I would think it is better to bump the version number of your api if you really need to do those things.

Adding fields should not be a problem, even with the hard restrictions.


Suppose name is a mandatory attribute for a POST, and suppose that the API generates errors when POSTs contain data the API does not support. If the API is changed so that name is no longer used by the API you have two options:

  1. Make name an optional attribute. Old clients will continue to work. New clients might send name or they might not, either way will work.
  2. Remove name from the API. New clients will not send name (because they will see an error if they try to do this). Old clients will all start to receive errors for calls that were previously valid :cry:

In my point of view, removing a previously required attribute should not be a breaking change, so generating errors is the wrong thing to do. I want the API to be evolvable, and I don’t want to break existing clients unless I have to. So I would treat removing any attribute (optional or mandatory) as a non-breaking change (because it is easy for the API to ignore unwanted data supplied in the old format from existing clients).

An attribute rename is effectively removing an attribute (sex) and adding an attribute (gender), they just happen to contain the same data type. Adding the attribute add is a non-breaking change (because the attribute is optional). Whether removing an optional attribute is different from removing a mandatory attribute is an interesting question; but I would prefer to handle the change in the same way (as described above).


Your arguments seem valid to me and I can totally understand where you are coming from.

But the only benefit would be to be able to remove a field without producing errors.

  • Adding mandatory fields will produce an error in either case.
  • Adding optional fields will not result in an error in either case.

However the downside still exists, that while clients do not break, the intended behaviour might “break”. As in, user will now not be able to change their gender as you renamed the field. Finding where the error lies will be much more complicated, since the API does not throw an error.

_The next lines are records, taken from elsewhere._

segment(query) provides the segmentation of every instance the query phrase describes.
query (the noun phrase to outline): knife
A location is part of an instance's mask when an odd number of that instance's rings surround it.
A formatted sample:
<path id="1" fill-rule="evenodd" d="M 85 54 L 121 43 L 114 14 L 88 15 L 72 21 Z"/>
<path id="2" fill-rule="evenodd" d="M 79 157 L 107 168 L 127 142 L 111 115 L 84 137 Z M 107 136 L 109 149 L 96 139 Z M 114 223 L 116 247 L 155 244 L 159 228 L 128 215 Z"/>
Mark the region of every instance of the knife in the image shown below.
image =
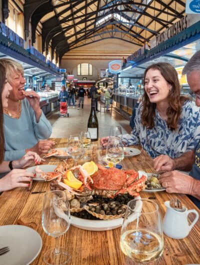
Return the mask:
<path id="1" fill-rule="evenodd" d="M 44 193 L 44 192 L 32 192 L 32 194 L 37 194 L 38 193 Z"/>

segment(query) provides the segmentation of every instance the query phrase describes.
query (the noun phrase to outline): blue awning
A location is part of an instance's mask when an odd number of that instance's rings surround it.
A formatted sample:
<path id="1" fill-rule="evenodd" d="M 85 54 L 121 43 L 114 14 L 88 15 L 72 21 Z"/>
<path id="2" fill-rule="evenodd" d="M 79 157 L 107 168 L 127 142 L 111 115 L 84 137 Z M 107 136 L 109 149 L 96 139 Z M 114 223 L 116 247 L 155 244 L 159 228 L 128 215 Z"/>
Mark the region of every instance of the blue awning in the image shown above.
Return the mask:
<path id="1" fill-rule="evenodd" d="M 34 55 L 0 34 L 0 52 L 10 57 L 42 69 L 52 74 L 60 75 L 58 70 L 50 66 Z"/>
<path id="2" fill-rule="evenodd" d="M 200 38 L 200 21 L 156 47 L 148 50 L 146 54 L 136 58 L 133 67 L 134 67 L 135 65 L 138 66 L 162 56 L 199 38 Z"/>

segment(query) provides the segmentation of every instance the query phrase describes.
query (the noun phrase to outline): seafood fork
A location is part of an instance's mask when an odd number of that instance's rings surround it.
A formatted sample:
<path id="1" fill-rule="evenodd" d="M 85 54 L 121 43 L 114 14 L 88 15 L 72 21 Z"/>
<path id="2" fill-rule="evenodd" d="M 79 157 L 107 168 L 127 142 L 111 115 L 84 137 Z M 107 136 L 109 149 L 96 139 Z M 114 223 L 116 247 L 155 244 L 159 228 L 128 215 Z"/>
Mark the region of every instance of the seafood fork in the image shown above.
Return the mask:
<path id="1" fill-rule="evenodd" d="M 170 207 L 178 212 L 182 212 L 182 206 L 181 202 L 178 198 L 171 198 L 170 200 Z"/>
<path id="2" fill-rule="evenodd" d="M 4 254 L 6 254 L 6 253 L 7 253 L 7 252 L 8 252 L 9 251 L 10 248 L 8 246 L 5 246 L 4 248 L 0 248 L 0 256 Z"/>

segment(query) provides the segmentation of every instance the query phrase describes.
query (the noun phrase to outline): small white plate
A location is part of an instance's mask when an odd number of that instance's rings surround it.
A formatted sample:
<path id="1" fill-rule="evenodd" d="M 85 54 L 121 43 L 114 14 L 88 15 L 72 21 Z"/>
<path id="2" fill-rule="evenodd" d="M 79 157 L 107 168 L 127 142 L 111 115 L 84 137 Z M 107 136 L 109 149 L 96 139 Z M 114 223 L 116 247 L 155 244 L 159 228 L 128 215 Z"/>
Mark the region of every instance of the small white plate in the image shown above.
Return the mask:
<path id="1" fill-rule="evenodd" d="M 42 244 L 40 234 L 24 226 L 0 226 L 0 248 L 8 246 L 10 250 L 0 256 L 0 263 L 4 265 L 30 264 Z"/>
<path id="2" fill-rule="evenodd" d="M 129 154 L 124 154 L 124 158 L 131 158 L 134 156 L 137 156 L 141 154 L 141 151 L 136 148 L 130 148 L 128 147 L 124 148 L 124 152 L 128 152 Z"/>
<path id="3" fill-rule="evenodd" d="M 66 148 L 62 147 L 60 148 L 54 148 L 54 149 L 50 149 L 48 152 L 48 154 L 52 150 L 62 150 L 62 151 L 64 151 L 64 152 L 66 152 Z M 56 154 L 54 154 L 54 156 L 55 156 L 56 158 L 68 158 L 70 156 L 70 155 L 68 156 L 56 156 Z M 48 158 L 50 158 L 51 156 L 48 156 Z"/>
<path id="4" fill-rule="evenodd" d="M 140 199 L 141 197 L 138 196 L 135 198 Z M 140 201 L 137 202 L 136 206 L 136 210 L 138 210 L 141 208 L 142 204 Z M 90 231 L 106 231 L 111 230 L 122 226 L 123 224 L 123 218 L 118 218 L 112 220 L 88 220 L 78 218 L 73 216 L 70 216 L 71 224 L 74 226 L 84 230 Z"/>
<path id="5" fill-rule="evenodd" d="M 26 169 L 26 170 L 28 172 L 35 172 L 36 168 L 37 166 L 32 166 L 31 168 L 28 168 Z M 57 168 L 58 166 L 54 164 L 42 164 L 39 166 L 40 168 L 44 171 L 44 172 L 54 172 L 55 168 Z M 38 182 L 44 182 L 45 180 L 43 178 L 40 178 L 40 176 L 36 176 L 36 178 L 32 178 L 33 180 L 36 180 Z"/>
<path id="6" fill-rule="evenodd" d="M 152 175 L 156 175 L 155 173 L 146 173 L 147 176 L 148 176 L 148 178 L 152 178 Z M 160 188 L 152 188 L 152 190 L 148 190 L 146 188 L 144 188 L 144 190 L 142 190 L 142 192 L 164 192 L 164 190 L 166 190 L 166 188 L 162 187 Z"/>

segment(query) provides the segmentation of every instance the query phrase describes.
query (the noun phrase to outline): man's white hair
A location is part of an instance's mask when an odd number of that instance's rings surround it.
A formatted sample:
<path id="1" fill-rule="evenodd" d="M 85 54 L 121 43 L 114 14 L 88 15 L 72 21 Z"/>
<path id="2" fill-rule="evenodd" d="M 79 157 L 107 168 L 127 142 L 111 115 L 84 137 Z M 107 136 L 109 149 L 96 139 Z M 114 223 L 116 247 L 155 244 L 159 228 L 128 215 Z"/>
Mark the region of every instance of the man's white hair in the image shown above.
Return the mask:
<path id="1" fill-rule="evenodd" d="M 190 74 L 195 72 L 200 72 L 200 50 L 196 52 L 186 64 L 182 74 Z"/>

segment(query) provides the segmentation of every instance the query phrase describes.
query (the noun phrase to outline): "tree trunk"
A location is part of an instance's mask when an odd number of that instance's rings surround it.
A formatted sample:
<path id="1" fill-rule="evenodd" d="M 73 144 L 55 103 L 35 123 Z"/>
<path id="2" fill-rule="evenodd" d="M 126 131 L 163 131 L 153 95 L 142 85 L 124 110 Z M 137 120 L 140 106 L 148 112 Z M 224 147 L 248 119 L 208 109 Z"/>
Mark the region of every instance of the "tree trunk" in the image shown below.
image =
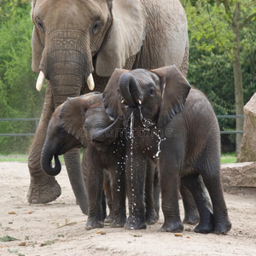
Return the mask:
<path id="1" fill-rule="evenodd" d="M 233 55 L 234 61 L 232 61 L 234 73 L 234 86 L 235 86 L 235 98 L 236 98 L 236 115 L 243 114 L 243 89 L 242 89 L 242 73 L 240 61 L 240 39 L 239 39 L 239 20 L 240 20 L 240 3 L 236 3 L 236 9 L 233 16 L 232 31 L 235 34 Z M 243 119 L 236 118 L 236 131 L 243 130 Z M 242 133 L 236 134 L 236 153 L 238 155 L 241 148 Z"/>

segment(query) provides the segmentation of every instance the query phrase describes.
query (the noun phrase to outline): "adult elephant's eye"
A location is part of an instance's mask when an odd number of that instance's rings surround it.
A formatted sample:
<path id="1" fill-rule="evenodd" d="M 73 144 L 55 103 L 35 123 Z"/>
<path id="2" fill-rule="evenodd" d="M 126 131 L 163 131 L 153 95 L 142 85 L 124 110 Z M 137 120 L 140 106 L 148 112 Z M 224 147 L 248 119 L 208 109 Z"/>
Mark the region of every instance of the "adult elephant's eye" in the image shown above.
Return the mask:
<path id="1" fill-rule="evenodd" d="M 44 32 L 43 21 L 38 17 L 36 18 L 36 25 L 37 25 L 38 28 L 43 32 Z"/>
<path id="2" fill-rule="evenodd" d="M 64 130 L 64 129 L 60 129 L 59 132 L 58 132 L 58 136 L 60 137 L 64 137 L 67 135 L 67 132 Z"/>
<path id="3" fill-rule="evenodd" d="M 92 26 L 92 28 L 91 28 L 91 32 L 92 34 L 96 34 L 101 28 L 101 21 L 100 20 L 96 20 Z"/>

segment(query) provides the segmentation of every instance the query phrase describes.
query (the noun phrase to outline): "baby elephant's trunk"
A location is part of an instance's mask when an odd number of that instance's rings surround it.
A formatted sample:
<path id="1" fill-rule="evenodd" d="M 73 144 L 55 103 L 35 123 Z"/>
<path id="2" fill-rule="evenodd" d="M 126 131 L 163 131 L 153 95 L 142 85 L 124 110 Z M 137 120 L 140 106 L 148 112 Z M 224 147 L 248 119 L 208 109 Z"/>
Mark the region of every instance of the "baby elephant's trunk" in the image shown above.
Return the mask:
<path id="1" fill-rule="evenodd" d="M 119 86 L 125 103 L 131 108 L 142 104 L 142 93 L 134 76 L 130 73 L 124 73 L 119 79 Z"/>
<path id="2" fill-rule="evenodd" d="M 56 176 L 61 171 L 61 165 L 56 154 L 53 154 L 53 149 L 44 144 L 41 154 L 41 167 L 49 176 Z M 51 160 L 55 157 L 55 166 L 52 167 Z"/>

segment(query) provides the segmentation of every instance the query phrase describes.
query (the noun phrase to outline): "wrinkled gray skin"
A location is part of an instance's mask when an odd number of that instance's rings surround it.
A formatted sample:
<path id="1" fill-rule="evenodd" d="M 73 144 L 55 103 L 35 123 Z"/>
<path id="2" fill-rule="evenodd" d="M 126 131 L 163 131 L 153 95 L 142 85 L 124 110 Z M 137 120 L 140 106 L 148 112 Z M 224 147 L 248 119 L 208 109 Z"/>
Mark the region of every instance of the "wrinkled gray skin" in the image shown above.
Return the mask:
<path id="1" fill-rule="evenodd" d="M 231 224 L 221 184 L 219 128 L 207 97 L 191 88 L 178 69 L 171 66 L 152 71 L 116 70 L 105 89 L 104 102 L 107 113 L 113 118 L 121 113 L 128 118 L 132 111 L 135 116 L 133 157 L 125 162 L 130 215 L 125 227 L 145 228 L 141 188 L 147 163 L 154 162 L 158 152 L 158 137 L 152 131 L 156 126 L 162 140 L 159 168 L 165 223 L 161 230 L 183 230 L 177 196 L 181 178 L 181 184 L 192 193 L 200 214 L 195 231 L 227 233 Z M 142 131 L 146 131 L 143 123 L 148 136 L 141 135 Z M 128 156 L 132 140 L 128 139 Z"/>
<path id="2" fill-rule="evenodd" d="M 125 147 L 115 136 L 118 134 L 116 129 L 121 127 L 122 123 L 122 119 L 117 119 L 115 122 L 109 119 L 103 107 L 102 94 L 68 99 L 56 108 L 49 120 L 41 156 L 41 166 L 47 175 L 60 173 L 61 166 L 58 155 L 73 148 L 86 147 L 82 166 L 88 192 L 87 230 L 103 226 L 105 217 L 101 202 L 104 169 L 108 170 L 111 177 L 111 226 L 123 227 L 126 220 Z M 114 136 L 106 135 L 106 127 L 112 129 Z M 53 157 L 55 167 L 51 166 Z M 82 200 L 87 204 L 87 198 Z"/>
<path id="3" fill-rule="evenodd" d="M 54 110 L 67 96 L 88 92 L 93 74 L 96 90 L 103 91 L 116 67 L 156 68 L 175 63 L 185 75 L 189 44 L 186 15 L 178 0 L 33 0 L 32 20 L 34 72 L 48 85 L 40 123 L 31 147 L 27 200 L 47 203 L 61 195 L 55 177 L 44 174 L 40 156 Z M 164 35 L 164 36 L 163 36 Z M 86 196 L 80 177 L 79 151 L 65 154 L 75 195 Z M 79 191 L 79 192 L 78 192 Z"/>

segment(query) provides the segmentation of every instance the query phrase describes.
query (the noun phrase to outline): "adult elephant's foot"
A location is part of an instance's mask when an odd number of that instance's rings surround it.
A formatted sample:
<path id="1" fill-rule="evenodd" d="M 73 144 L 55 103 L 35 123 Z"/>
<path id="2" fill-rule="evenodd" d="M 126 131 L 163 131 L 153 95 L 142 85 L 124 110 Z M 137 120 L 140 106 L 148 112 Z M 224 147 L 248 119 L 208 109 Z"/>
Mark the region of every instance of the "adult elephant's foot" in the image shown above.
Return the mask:
<path id="1" fill-rule="evenodd" d="M 153 225 L 153 224 L 156 224 L 157 221 L 159 220 L 159 216 L 158 216 L 158 214 L 156 214 L 156 212 L 154 209 L 152 211 L 148 210 L 146 212 L 145 219 L 146 219 L 147 224 Z"/>
<path id="2" fill-rule="evenodd" d="M 183 223 L 189 224 L 196 224 L 200 221 L 199 213 L 197 211 L 188 212 L 185 214 Z"/>
<path id="3" fill-rule="evenodd" d="M 125 230 L 146 230 L 147 225 L 139 218 L 129 217 L 125 224 Z"/>
<path id="4" fill-rule="evenodd" d="M 54 177 L 32 177 L 26 198 L 31 204 L 46 204 L 57 199 L 61 194 L 61 189 Z"/>
<path id="5" fill-rule="evenodd" d="M 97 229 L 97 228 L 103 228 L 104 223 L 102 219 L 99 219 L 96 217 L 88 217 L 86 224 L 85 224 L 85 230 L 90 230 L 92 229 Z"/>
<path id="6" fill-rule="evenodd" d="M 228 217 L 221 219 L 214 219 L 214 233 L 218 235 L 225 235 L 231 230 L 231 222 Z"/>
<path id="7" fill-rule="evenodd" d="M 162 232 L 179 233 L 183 230 L 183 225 L 180 221 L 166 223 L 161 227 Z"/>
<path id="8" fill-rule="evenodd" d="M 198 225 L 194 229 L 195 233 L 208 234 L 214 230 L 213 219 L 211 218 L 207 221 L 200 221 Z"/>
<path id="9" fill-rule="evenodd" d="M 113 223 L 113 212 L 110 211 L 109 214 L 106 217 L 104 222 L 105 223 Z"/>

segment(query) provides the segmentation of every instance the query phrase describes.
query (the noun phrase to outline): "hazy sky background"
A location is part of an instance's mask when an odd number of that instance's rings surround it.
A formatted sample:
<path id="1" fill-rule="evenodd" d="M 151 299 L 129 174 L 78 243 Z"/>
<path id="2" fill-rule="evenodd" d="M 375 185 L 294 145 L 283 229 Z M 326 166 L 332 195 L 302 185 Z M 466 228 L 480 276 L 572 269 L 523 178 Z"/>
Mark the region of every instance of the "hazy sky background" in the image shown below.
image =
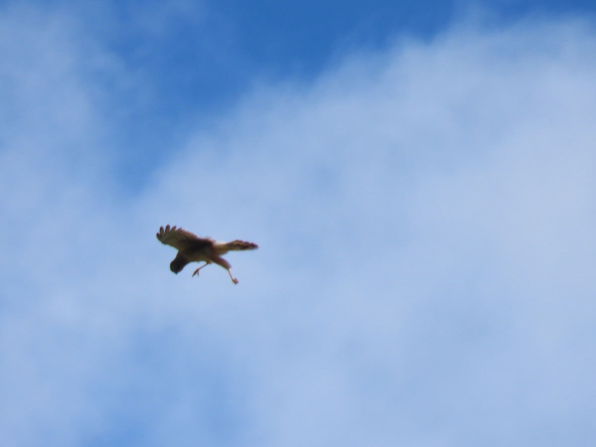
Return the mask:
<path id="1" fill-rule="evenodd" d="M 596 443 L 595 14 L 0 2 L 0 445 Z"/>

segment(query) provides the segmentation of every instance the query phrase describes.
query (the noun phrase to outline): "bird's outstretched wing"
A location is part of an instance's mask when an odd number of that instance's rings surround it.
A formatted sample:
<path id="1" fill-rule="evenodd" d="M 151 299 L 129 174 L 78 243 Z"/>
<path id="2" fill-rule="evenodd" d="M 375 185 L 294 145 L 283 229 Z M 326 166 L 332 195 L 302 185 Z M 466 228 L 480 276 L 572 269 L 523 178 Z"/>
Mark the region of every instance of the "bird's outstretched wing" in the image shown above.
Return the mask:
<path id="1" fill-rule="evenodd" d="M 157 236 L 162 244 L 171 246 L 179 250 L 186 250 L 195 245 L 197 242 L 205 240 L 185 229 L 176 228 L 176 225 L 171 228 L 169 225 L 166 225 L 165 229 L 160 226 Z"/>

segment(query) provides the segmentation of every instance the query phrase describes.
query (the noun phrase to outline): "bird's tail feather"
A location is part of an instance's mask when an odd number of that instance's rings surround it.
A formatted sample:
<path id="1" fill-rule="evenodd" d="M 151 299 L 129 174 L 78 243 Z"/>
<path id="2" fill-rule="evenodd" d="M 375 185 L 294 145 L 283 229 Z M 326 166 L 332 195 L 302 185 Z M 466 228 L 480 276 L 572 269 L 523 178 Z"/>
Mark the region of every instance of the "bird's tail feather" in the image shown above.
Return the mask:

I think that non-additive changes should always result in a version increase.


Yes. In this particular case I would be tempted to make this a breaking change (and return an error if sex was sent in a request). But where the only change is the removal of an attribute I would prefer this not to be breaking; and therefore I would prefer (generally) to ignore unexpected data. I think this gives a looser coupling and makes it easier to evolve the API.

Agreed. That’s why I suggested the possibility of feeding back via meta even if no error is generated. This feedback could help track down the reason for the unexpected / broken behaviour.


The discussion is interesting and I agree that the spec doesn’t mention it explicitly.

I would argue that how you deal with incomplete resource POST/PUT depends on the level of processing you’re doing with the resource:

  1. If you are storing the resource for retrieval and performing no processing; then an incomplete resource is OK.
  2. If you are expecting business logic to process the resource, then an incomplete resource is bad.

I tend to prefer APIs with clear cut rules and “fail fast”. If I am coding against an API then I want to ensure that I am doing it write and it’s a lot easier if you have a clear definition of what you need to send for a given operation. When serving APIs to others, I need the versioning to be explicit so that the consumers of it can plan and upgrade as required.

Breaking API changes are a pain but sorting out incomplete data in the database months after its collected is often impossible.